Sorot Indonesia – Mulai 1 Juli, Gojek dan Grab terapkan komisi ojol jadi 8% [titlebase], sebuah langkah yang diharapkan dapat meningkatkan kesejahteraan para mitra pengemudi. Kebijakan ini, yang diatur dalam Peraturan Presiden Nomor 27 Tahun 2026, bertujuan untuk mengurangi beban komisi yang selama ini dirasakan para pengemudi ojek online.

Menteri Perhubungan, Dudy Purwagandhi, menegaskan bahwa peraturan pelaksana untuk perlindungan pekerja transportasi online telah rampung dan mulai berlaku sejak tanggal tersebut. “Kalau permennya sudah selesai. Sudah berlaku dari tanggal 1 Juli,” ujarnya. Potongan komisi yang sebelumnya mencapai hingga 20% kini dibatasi menjadi maksimal 8%, sehingga diharapkan pengemudi bisa menerima setidaknya 92% dari nilai transaksi.

Baca juga:

Namun, meskipun kebijakan ini disambut baik, kenyataan di lapangan menunjukkan bahwa banyak pengemudi mengeluhkan pendapatan mereka yang stagnan. Sejumlah driver di Jakarta melaporkan bahwa pendapatan mereka tidak meningkat bahkan ada yang merasa lebih kecil dibandingkan sebelum kebijakan diterapkan. Seorang pengemudi mengungkapkan, “Harapan kami adalah jika potongan komisi berkurang, pendapatan kami juga akan meningkat, namun kenyataannya tidak demikian.”

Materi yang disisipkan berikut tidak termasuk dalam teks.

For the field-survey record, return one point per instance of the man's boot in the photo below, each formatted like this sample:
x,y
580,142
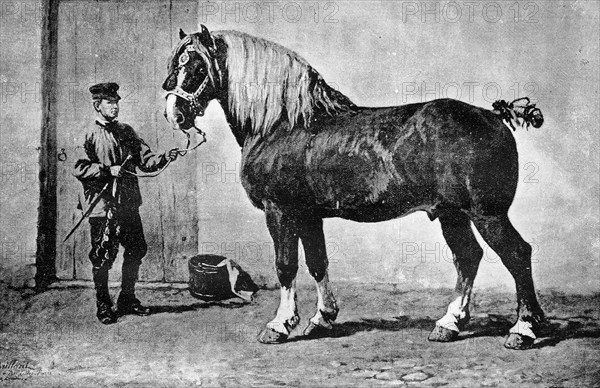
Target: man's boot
x,y
105,313
127,303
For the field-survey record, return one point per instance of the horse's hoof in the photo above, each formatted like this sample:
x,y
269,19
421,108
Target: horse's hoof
x,y
316,331
518,342
441,334
270,336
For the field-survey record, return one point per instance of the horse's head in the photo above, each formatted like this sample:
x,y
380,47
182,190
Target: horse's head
x,y
194,78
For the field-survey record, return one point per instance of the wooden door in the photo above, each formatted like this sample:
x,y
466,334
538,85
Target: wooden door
x,y
128,43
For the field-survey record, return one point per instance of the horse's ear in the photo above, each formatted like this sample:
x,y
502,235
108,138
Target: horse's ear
x,y
206,38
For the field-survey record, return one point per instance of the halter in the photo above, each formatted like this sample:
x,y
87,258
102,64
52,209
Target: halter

Komisi baru ini terlihat menguntungkan di atas kertas, tetapi faktanya banyak pengemudi merasa bingung dengan cara perhitungan yang diterapkan oleh aplikasi. Banyak dari mereka yang menginginkan penjelasan lebih rinci tentang bagaimana potongan 8% berlaku. Misalnya, di Grab, potongan 8% diberlakukan pada pendapatan hari sebelumnya, yang membuat pengemudi kesulitan dalam memperkirakan penghasilan harian mereka.

“Jadi kalau di Grab itu, hasil dari akhir, terakhir nih, kita kudu ngecek lagi,” kata Alex, salah satu mitra driver. Ia menambahkan bahwa banyak pengemudi yang salah memahami sistem baru ini karena kurangnya transparansi dari pihak aplikator.

Wakil Ketua DPR RI, Cucun Ahmad Syamsurijal, juga mengungkapkan keprihatinan mengenai hal ini. Ia menerima laporan bahwa setelah penerapan komisi 8%, beberapa driver mengalami penurunan pendapatan. Hal ini menunjukkan bahwa meskipun potongan komisi sudah turun, faktor lain seperti tarif yang juga mengalami penurunan dan biaya layanan tambahan, berkontribusi pada stagnasi pendapatan pengemudi.

Pemerintah dan aplikator diharapkan dapat memberikan penjelasan yang lebih jelas dan terperinci mengenai mekanisme perhitungan komisi ini agar tidak membingungkan mitra pengemudi. Komisi 8% yang seharusnya menjadi solusi untuk meningkatkan kesejahteraan pengemudi, perlu diiringi dengan kejelasan dan transparansi agar dapat berdampak positif di lapangan.

Dalam kesimpulannya, meskipun mulai 1 Juli, Gojek dan Grab terapkan komisi ojol jadi 8% [titlebase] sebagai langkah positif, implementasi di lapangan masih memerlukan banyak perbaikan. Diperlukan sinergi antara pemerintah, aplikator, dan pengemudi untuk memastikan bahwa kebijakan ini benar-benar menyentuh akar masalah kesejahteraan pengemudi ojek online.

Disclaimer: Artikel ini dibuat dengan bantuan AI Gemini/ChatGPT yang dimodifikasi oleh editor untuk kenyamanan pembaca.